1. Who am I going to go see AA/TobyMac/Kutless/Hawk Nelson with? I want to go so bad, but not by myself, or with anybody here. Laura? Megan? Kate? No, they won't wanna go. Who?? I have to go! Ahhh!! I wish Ang was here.
2. Crap, I only have till April 15 (the end of gned) to talk to Bryan Nance! How in the heck am I gonna do it? I have my great line "Hey, you're in my gned class, aren't you?" if I see him again, but it would have to be outside of class. And that is just sheer luck. I am so dumb...I have wasted this year.
3. Ugh, I have to study for my history test tomarrow. What a crappy Sunday. I'm gonna fail regardless of whether I study or not.
4. Oh, this song, and the last one, and the other one all remind me so much of O.E! What good times! I miss O.E. It was so much funner when you were younger though. Too bad.
5. Why is this almost-emo boy behind me with such a preppy girl? It's gross. And why won't the girl with the huge nose in front of me let got of her boyfriend's arm for just one second? She's been hanging on him like a little kid the whole time!
And then, unknowingly, I turned to Lauralynn (the girl I went w/) to say how much I loved this song (Deeper) and how it reminded me of good ol' summer camp. As I turn, I look at the row of people behind me. OH. There he is. He wasn't there earlier! How long has he been there? Have I done anything dumb? I hope not. So, I there I am, armed with my great line, my favorite tie, my ultral-cool red fingerless glove and a crap load of confidence (I mean, the poor boy was wearing a white thermal underwear shirt!) The target: Mr. Bryan Nance, Jr.
So, he definetly saw me, there was eye contact. Good, I think. As soon as the show is done and we're making our way towards the aisle, I can casually catch his eye and be like "Hey! ..." It's simple. The line is perfect. I look cooler than him
again. I swear, this is fate.

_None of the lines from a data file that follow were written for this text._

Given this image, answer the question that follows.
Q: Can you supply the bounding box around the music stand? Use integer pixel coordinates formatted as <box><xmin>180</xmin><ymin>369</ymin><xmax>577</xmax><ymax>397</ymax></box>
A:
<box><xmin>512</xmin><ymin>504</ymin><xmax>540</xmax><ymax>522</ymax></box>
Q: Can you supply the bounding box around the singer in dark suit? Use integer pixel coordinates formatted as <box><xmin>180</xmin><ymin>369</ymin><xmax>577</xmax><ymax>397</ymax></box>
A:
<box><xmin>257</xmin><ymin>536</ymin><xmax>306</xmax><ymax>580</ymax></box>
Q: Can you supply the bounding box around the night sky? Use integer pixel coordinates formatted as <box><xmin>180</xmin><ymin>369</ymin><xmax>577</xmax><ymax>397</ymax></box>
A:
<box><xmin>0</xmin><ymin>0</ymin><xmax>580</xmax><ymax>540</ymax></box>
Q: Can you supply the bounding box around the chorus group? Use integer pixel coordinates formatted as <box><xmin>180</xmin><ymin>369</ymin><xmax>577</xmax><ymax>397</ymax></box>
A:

There he is again, right behind me, when there is a huge room in which he could have sat anywhere. It's meant to be, I think. We are going to be the best of friends.
I'm dying for the show to be done know. Come on, come on! No! Not one more song! No encore! But, wait, I turn around ... he has disappeared as suddenly as he arrived. Where the heck did he go? He should be right back. I mean, I had the LINE, darn it!

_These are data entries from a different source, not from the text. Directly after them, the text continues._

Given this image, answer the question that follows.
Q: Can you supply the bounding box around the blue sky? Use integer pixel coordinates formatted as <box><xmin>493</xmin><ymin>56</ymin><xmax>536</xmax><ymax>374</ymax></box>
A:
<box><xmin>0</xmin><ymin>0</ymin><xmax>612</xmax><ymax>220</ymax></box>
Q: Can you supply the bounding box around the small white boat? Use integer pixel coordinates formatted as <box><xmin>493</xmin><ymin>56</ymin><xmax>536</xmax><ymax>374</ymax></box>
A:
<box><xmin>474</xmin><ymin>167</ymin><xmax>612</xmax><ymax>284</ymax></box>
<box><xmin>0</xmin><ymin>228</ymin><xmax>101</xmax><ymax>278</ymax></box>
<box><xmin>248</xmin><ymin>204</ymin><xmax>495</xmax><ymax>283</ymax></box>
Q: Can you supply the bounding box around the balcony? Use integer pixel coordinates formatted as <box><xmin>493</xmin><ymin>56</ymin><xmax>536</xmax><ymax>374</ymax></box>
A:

But my wishing was to no avail. He never came back. We slowly make our way to the aisle, as I subtly but ferverishly search the crowd for that unmistakably dinosaury face. No luck. We are going out the door now, it's over. No more chances.
What??? No! He is going in as everybody else comes pouring out! He walks right past me and, If I might add, there was very good eye contact. And that is it. I come back here, he ... I don't know.

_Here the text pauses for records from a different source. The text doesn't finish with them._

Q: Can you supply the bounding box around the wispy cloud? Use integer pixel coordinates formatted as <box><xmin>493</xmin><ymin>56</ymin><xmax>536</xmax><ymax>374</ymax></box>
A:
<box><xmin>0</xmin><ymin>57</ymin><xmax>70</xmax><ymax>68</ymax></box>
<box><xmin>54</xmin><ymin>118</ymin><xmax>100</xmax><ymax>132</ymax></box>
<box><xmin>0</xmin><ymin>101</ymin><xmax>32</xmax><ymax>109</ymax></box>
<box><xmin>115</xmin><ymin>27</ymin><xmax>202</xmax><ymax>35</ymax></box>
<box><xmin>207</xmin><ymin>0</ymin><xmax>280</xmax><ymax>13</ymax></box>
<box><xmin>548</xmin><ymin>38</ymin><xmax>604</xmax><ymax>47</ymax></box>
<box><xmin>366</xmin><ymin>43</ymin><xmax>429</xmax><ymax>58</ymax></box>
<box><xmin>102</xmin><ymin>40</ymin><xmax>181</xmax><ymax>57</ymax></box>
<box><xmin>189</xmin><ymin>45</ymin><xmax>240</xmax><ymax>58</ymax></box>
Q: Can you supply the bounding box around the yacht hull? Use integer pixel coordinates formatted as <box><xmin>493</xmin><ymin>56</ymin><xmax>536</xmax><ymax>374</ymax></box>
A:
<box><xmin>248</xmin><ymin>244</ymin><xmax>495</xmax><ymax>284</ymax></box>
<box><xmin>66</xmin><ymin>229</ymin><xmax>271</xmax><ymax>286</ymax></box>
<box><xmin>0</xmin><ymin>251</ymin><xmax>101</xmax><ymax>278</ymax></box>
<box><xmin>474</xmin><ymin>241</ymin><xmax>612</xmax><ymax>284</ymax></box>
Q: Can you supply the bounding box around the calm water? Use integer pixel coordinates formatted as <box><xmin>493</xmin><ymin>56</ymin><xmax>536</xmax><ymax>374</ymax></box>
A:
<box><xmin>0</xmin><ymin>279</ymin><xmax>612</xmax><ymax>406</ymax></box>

So much for fate. So much for tonite being the beginning of our bandy best friendship. But, see, it was his fault this time, not mine, like it was at Goodwill. He shouldn't have left. Doesn't he realize that not only my, but his, destiny rests on him talking to me? Conversation with me could alter the course of his life. Man, I should be a drama writer. I have turned this little
un-event into a soap opera! Hehe, it was funny, though :) Admit it.